Fast forward 30 years and one of the last ways to avoid boredom, at least for me, is to stay up late and have fun with AI image generation. Tools such as DALL-E 2, Midjourney and Stable Diffusion can be tasked with text prompts to produce ersatz oil paintings of dogs wearing hats in the style of Titian, or simulated photos of models in plasticine of astronauts on horseback. When I first started playing around with Stable Diffusion, which is open source and great fun, it reminded me of Carson’s lectures. I went back to them to find out why. Pretty soon I realized the resemblance had something to do with form.

Everyone says content is king, but the secret monarch of the content economy is form: constraints, rules, minima and maxima. You grow in the form of learning. A high school essay is five paragraphs. Sitcoms leave eight minutes in the half hour for commercials. Novels are long. Tweets are limited to 280 characters.

What makes my tweet, essay or studio film different from yours? The choices that each of us makes in the form. In a word, our style. Carson’s book takes a familiar form, the little lecture, and subverts it, manipulates it, until as a reader you begin to feel like you’re inside his wondrous brain, scrolling through the history of her mental browser, joining her in hyperlinked fantasies and half… abandoned rabbit holes. Image generation is a bit like that, but instead of communing with a single brilliant Canadian brain, you commune with a giant dumb world-brain. (A less neurological way of putting it: a large number of data objects grouped together in layers, linked together to an incomprehensible degree, like the string-and-nails wall art of a multi-masted clipper but on fire with the data flow.)

In general, humans like to use machine learning to help pathologists refine a phone photo or create a better map. But AI generators bother a lot of people. These tools work by scanning images across the internet, absorbing the visual culture they contain by scanning their captions, then adding bubbly visual noise to them until they look like static.
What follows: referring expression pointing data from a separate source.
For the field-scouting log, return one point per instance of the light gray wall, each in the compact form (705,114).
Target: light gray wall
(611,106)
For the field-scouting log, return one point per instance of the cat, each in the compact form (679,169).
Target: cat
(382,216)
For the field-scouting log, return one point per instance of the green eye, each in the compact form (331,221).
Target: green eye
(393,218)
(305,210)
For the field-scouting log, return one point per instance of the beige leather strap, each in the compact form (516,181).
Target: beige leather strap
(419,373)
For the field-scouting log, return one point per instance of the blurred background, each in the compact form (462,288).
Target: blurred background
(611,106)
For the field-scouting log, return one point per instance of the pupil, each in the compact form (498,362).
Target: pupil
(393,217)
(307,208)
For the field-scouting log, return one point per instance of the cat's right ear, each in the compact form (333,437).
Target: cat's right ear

To create a new image, the AI ​​starts with a caption and some static, then runs the process backwards, removing noise until an image appears that more or less lines up with the caption. (It’s bad for drawing hands, but so am I.)
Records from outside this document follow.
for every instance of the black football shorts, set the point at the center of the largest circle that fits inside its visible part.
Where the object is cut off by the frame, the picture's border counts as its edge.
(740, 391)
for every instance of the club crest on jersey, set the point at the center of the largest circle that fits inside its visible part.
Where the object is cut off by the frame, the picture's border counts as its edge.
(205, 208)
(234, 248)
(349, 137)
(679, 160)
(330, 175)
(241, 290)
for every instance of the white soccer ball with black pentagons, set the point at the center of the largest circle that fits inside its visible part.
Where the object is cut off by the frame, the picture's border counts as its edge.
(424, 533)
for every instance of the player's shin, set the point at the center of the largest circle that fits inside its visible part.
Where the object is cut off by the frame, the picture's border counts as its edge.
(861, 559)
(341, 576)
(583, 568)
It seems rude. It’s disgusting to see artists in the database being forgotten. It seems rude that someone could say to a computer, “I want a portrait of Alex Jones in the style of Frida Kahlo,” and the computer would do it without moral judgment. These systems aggregate scenes, territories, cultures – things that people considered “theirs”, “their lives” and “their jobs” – into a 4 gigabyte open source tarball that you can download on a Mac to to make a penguin playing baseball in the style of Hayao Miyazaki. People who can use the new tools will have new power. People who were great with old tools (brushes, cameras, Adobe Illustrator) will be thanked for their service and returned to Soylent. It’s like a guy wearing Allbirds dropping into a residential area where everyone was barely holding on and saying, “I love this place, it’s so weird!” Siri, play my Quirky playlist. And open a blue bottle around the corner!

So of course people are upset. Art websites ban AI-generated work, at least for now; stock image services refuse it too. Prominent bloggers who have experimented with AI illustrating their writing have been chastised on Twitter and vowed not to do it again. AI companies talk a lot about ethics, which always makes me suspicious, and some words are banned from the image generator interface, which is a shame because I wanted to ask the bot to paint a cottage “busty ” à la Thomas Kinkade. (You have to face your deepest fears.)